Main /

\ Main

Confidence Intervals - Examples

Prerequisites

library(dslabs)
library(dplyr)
library(ggplot2)

[$[Get Code]]

1. Confidence interval for p

We will use all the national polls that ended within a few weeks before the election.

Assume there are only two candidates and construct a 95% confidence interval for the election night proportion.

Use filter to subset the data set for the poll data you want. Include polls that ended on or after October 31, 2016 (enddate). Only include polls that took place in the United States. Call this filtered object polls.
Use nrow to make sure you created a filtered object polls that contains the correct number of rows.
Extract the sample size N from the first poll in your subset object polls.
Convert the percentage of Clinton voters (rawpoll_clinton) from the first poll in polls to a proportion, X_hat. Print this value to the console.
Find the standard error of X_hat given N. Print this result to the console.
Calculate the 95% confidence interval of this estimate using the qnorm function.
Save the lower and upper confidence intervals as an object called ci. Save the lower confidence interval first.

# Load the data
data(polls_us_election_2016)

# Generate an object `polls` that contains data filtered for polls that ended on or after October 31, 2016 in the United States
polls <- filter(polls_us_election_2016, enddate>='2016-10-31' & state =='U.S.')
# How many rows does `polls` contain? Print this value to the console.
nrow(polls)

[$[Get Code]]

[1] 70

# Assign the sample size of the first poll in `polls` to a variable called `N`. Print this value to the console.
N <- polls$samplesize[1]
N

[$[Get Code]]

[1] 2220

# For the first poll in `polls`, assign the estimated percentage of Clinton voters to a variable called `X_hat`. Print this value to the console.
X_hat <- polls$rawpoll_clinton[1] /100
X_hat

[$[Get Code]]

[1] 0.47

# Calculate the standard error of `X_hat` and save it to a variable called `se_hat`. Print this value to the console.
se_hat <-sqrt(X_hat*(1-X_hat)/N)
se_hat

[$[Get Code]]

[1] 0.01059279

# Use `qnorm` to calculate the 95% confidence interval for the proportion of Clinton voters. Save the lower and then the upper confidence interval to a variable called `ci`.
f <- qnorm(0.975)

ci <- c(X_hat-f*se_hat, X_hat+f*se_hat)

[$[Get Code]]

2. Pollster results for p

Create a new object called pollster_results that contains the pollster's name, the end date of the poll, the proportion of voters who declared a vote for Clinton, the standard error of this estimate, and the lower and upper bounds of the confidence interval for the estimate.

Use the mutate function to define four new columns: X_hat, se_hat, lower, and upper.
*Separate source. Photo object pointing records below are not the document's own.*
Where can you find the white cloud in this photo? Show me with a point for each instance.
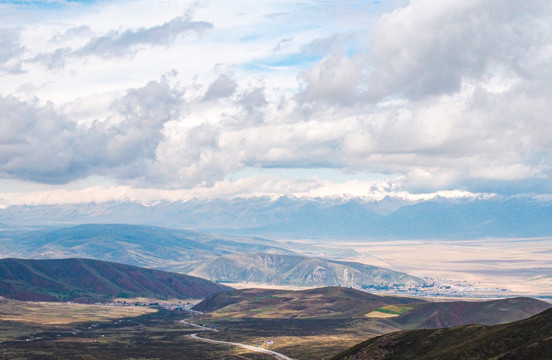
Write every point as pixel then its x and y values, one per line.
pixel 443 93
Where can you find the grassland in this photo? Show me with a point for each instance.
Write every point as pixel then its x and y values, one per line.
pixel 48 313
pixel 157 335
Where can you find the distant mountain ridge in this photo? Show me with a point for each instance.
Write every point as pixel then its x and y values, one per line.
pixel 148 246
pixel 340 302
pixel 86 280
pixel 285 217
pixel 326 302
pixel 299 270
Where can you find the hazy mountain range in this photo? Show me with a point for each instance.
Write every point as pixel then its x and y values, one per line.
pixel 298 270
pixel 214 257
pixel 339 302
pixel 86 280
pixel 291 217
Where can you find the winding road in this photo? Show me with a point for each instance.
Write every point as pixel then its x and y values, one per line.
pixel 248 347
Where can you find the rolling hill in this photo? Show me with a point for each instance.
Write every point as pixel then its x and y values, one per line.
pixel 85 280
pixel 521 340
pixel 149 246
pixel 340 302
pixel 299 270
pixel 328 302
pixel 456 313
Temporarily add these columns to the polls object that has already been loaded for you.
In the X_hat column, convert the raw poll results for Clinton to a proportion.
In the se_hat column, calculate the standard error of X_hat for each poll using the sqrt function.
In the lower column, calculate the lower bound of the 95% confidence interval using the qnorm function.
In the upper column, calculate the upper bound of the 95% confidence interval using the qnorm function.
Use the select function to select the columns from polls to save to the new object pollster_results.
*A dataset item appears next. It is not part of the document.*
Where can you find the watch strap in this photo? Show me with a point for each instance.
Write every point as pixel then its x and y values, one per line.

# The `polls` object that filtered all the data by date and nation has already been loaded. Examine it using the `head` function.
head(polls)

# Create a new object called `pollster_results` that contains columns for pollster name, end date, X_hat, se_hat, lower confidence interval, and upper confidence interval for each poll.
polls <- mutate(polls, X_hat = polls$rawpoll_clinton /100, se_hat =sqrt(X_hat*(1-X_hat)/samplesize), lower=X_hat-qnorm(0.975)*se_hat, upper=X_hat+qnorm(0.975)*se_hat)

pollster_results <- select(polls, pollster, enddate, X_hat, se_hat, lower, upper)

[$[Get Code]]

3. Comparing to actual results - p

The final tally for the popular vote was Clinton 48.2% and Trump 46.1%. Add a column called hit to pollster_results that states if the confidence interval included the true proportion or not. What proportion of confidence intervals included?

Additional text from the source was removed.